Removing these pathways creates a structural governance gap. Public authorities may become dependent on voluntary data sharing or procurement arrangements, often under conditions set by dominant data holders. This weakens accountability and reduces the ability of authorities to exercise oversight in a timely manner.
At the same time, expanded refusal grounds risk giving data holders greater control over whether access is granted. Without strict thresholds and independent review, refusal mechanisms may become the default barriers. A workable data access framework must ensure that access rules are usable in practice and do not reinforce dependency on large actors.
A trust architecture that risks becoming nominal
The Digital Omnibus also reshapes the trust architecture introduced by the Data Governance Act. These mechanisms were designed to enable data sharing while ensuring neutrality, accountability, and independent oversight. Mandatory registration for data intermediation services was intended to create a meaningful trust label backed by enforceable obligations.
However, the proposal weakens this model by making registration voluntary and reducing the link between registration and enforceable safeguards. This risks turning the trust label into a nominal designation without clear guarantees. Actors may present themselves as trusted intermediaries without being subject to meaningful neutrality or accountability requirements.
This shift may reinforce concentration rather than support decentralised data sharing. Large actors can internalise intermediary roles while maintaining conflicts of interest, whereas smaller actors lose the signalling value of a mandatory trust label. A credible data-sharing ecosystem requires enforceable trust mechanisms, not voluntary labels.
Rules must be clear, enforceable, and usable in practice
The merger of the data acquis into the Data Act also raises concerns about legal clarity and enforceability. Combining regimes with different objectives and safeguards risks creating ambiguity about which rules apply and to whom. This is particularly relevant for the reuse of protected public-sector data, intermediation, and governance mechanisms.
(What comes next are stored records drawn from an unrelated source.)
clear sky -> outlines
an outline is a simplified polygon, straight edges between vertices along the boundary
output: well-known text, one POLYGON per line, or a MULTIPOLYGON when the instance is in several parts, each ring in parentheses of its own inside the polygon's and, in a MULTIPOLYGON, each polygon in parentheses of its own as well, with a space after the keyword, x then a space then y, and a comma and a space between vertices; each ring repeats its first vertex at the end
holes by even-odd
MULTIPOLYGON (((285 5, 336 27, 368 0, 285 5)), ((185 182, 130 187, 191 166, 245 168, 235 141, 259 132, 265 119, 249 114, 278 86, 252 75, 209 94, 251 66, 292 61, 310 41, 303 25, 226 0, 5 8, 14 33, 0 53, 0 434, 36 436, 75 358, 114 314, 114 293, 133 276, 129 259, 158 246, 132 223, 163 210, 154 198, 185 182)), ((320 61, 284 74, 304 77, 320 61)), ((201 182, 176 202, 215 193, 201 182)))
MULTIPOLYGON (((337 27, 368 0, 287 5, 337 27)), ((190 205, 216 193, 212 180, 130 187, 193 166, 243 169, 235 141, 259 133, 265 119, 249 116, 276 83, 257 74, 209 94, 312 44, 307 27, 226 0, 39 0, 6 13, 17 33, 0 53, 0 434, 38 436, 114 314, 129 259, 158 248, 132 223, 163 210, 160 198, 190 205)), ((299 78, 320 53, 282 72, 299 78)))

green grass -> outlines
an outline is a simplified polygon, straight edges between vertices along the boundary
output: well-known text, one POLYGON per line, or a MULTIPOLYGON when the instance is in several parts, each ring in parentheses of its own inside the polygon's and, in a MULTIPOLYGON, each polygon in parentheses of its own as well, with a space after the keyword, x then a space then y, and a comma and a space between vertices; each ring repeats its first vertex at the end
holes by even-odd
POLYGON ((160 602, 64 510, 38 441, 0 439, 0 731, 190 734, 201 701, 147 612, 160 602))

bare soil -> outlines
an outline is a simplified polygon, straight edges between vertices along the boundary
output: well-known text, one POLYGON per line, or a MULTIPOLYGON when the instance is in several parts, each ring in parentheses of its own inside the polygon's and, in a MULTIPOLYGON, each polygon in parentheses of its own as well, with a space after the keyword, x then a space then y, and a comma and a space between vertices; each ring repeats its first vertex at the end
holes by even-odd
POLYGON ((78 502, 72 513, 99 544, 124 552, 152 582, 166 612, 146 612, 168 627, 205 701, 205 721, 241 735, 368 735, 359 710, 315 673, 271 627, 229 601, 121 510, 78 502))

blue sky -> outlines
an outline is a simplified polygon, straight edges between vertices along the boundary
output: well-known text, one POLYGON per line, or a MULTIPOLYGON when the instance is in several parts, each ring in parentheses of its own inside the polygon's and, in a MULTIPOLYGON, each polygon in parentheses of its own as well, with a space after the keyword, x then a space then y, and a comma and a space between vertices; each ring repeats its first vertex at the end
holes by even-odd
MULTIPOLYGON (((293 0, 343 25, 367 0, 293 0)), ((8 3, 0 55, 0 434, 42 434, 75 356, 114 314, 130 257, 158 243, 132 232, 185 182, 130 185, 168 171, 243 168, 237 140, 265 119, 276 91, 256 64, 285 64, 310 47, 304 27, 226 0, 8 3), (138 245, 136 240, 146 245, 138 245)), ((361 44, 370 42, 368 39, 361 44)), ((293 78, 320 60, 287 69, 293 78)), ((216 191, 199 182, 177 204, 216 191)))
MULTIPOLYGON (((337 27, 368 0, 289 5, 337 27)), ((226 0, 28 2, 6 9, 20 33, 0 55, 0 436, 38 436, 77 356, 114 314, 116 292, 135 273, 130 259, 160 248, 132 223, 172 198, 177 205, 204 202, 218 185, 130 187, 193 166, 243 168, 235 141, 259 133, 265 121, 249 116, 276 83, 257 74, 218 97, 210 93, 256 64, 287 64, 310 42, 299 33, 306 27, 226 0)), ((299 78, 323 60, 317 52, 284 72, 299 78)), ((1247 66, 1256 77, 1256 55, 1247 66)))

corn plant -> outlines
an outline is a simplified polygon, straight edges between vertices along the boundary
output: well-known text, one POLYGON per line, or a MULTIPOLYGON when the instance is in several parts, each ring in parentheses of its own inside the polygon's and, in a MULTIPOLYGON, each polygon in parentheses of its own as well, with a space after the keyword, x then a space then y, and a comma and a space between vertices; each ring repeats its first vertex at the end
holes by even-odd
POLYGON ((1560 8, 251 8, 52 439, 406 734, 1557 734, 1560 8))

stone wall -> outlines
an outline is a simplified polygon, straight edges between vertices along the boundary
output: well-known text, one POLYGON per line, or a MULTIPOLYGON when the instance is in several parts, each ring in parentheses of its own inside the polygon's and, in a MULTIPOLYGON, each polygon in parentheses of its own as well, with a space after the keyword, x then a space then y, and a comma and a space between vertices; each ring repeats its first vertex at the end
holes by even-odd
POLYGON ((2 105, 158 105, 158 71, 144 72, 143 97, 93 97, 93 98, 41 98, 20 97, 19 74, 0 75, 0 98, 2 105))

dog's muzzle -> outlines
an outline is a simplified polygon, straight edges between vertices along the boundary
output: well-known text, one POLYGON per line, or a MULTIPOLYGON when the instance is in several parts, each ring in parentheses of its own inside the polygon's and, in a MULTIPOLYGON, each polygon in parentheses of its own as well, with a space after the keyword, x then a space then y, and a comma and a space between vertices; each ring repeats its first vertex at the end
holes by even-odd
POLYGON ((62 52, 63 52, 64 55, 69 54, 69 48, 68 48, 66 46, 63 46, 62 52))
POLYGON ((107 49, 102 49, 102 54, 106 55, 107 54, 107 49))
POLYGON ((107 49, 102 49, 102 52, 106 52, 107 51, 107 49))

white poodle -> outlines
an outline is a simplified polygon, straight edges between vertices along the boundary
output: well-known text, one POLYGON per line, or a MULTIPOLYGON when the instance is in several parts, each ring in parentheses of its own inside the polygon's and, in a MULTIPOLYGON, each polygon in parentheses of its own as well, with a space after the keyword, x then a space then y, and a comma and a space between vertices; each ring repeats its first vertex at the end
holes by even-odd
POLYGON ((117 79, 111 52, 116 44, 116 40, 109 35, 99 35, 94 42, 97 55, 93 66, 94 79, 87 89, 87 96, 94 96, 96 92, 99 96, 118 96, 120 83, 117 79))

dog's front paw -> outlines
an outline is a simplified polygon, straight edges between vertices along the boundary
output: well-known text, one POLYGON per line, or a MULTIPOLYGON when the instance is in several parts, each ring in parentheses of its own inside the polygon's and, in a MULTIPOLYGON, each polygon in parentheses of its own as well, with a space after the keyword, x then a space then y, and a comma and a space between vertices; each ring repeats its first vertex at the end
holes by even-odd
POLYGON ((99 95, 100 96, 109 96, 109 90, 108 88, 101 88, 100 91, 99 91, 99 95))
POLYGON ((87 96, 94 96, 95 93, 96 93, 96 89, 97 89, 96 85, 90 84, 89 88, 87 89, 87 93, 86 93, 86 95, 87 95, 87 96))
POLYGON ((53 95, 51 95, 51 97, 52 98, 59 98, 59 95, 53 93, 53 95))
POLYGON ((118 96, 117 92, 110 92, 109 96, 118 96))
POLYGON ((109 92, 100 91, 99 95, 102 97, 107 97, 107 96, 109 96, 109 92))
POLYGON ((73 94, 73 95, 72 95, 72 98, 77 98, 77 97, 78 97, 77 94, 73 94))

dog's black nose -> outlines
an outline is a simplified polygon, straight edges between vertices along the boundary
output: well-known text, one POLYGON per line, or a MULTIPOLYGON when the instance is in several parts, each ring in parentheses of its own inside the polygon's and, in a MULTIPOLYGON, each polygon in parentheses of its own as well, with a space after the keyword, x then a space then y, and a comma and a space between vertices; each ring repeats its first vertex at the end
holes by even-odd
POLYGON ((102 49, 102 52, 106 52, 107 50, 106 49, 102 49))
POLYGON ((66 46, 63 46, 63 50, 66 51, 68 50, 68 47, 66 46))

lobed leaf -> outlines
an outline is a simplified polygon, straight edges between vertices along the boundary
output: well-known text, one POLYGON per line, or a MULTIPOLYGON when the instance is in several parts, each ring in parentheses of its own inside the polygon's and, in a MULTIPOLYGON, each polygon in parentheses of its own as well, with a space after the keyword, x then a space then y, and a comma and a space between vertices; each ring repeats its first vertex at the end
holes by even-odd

When actors cannot determine which obligations apply, compliance becomes uneven and enforcement more difficult. Authorities may interpret the framework differently across Member States, leading to fragmentation. This undermines legal certainty and weakens the effectiveness of safeguards.
The EU data framework should therefore prioritise clear definitions, explicit separation of regimes, and operational guidance. These mechanisms must not only exist on paper but also be supported by institutional pathways and incentives that allow them to function in practice. Without this, simplification risks producing ambiguity rather than clarity.
The future of EU data governance
The data acquis plays a central role in shaping how data is shared in Europe. It determines whether public authorities can access data for oversight, whether intermediaries operate with accountability, and whether people’s rights remain protected.
The Digital Omnibus risks weakening these safeguards while concentrating power in the hands of both corporate and institutional actors. Instead, the EU should preserve the GDPR primacy, ensure that access mechanisms are usable and accountable, maintain a robust trust architecture, and clarify the scope of the merged framework.
EDRi will continue to engage with policymakers to ensure that changes to the data acquis strengthen democratic oversight, transparency, and people’s rights rather than undermining them.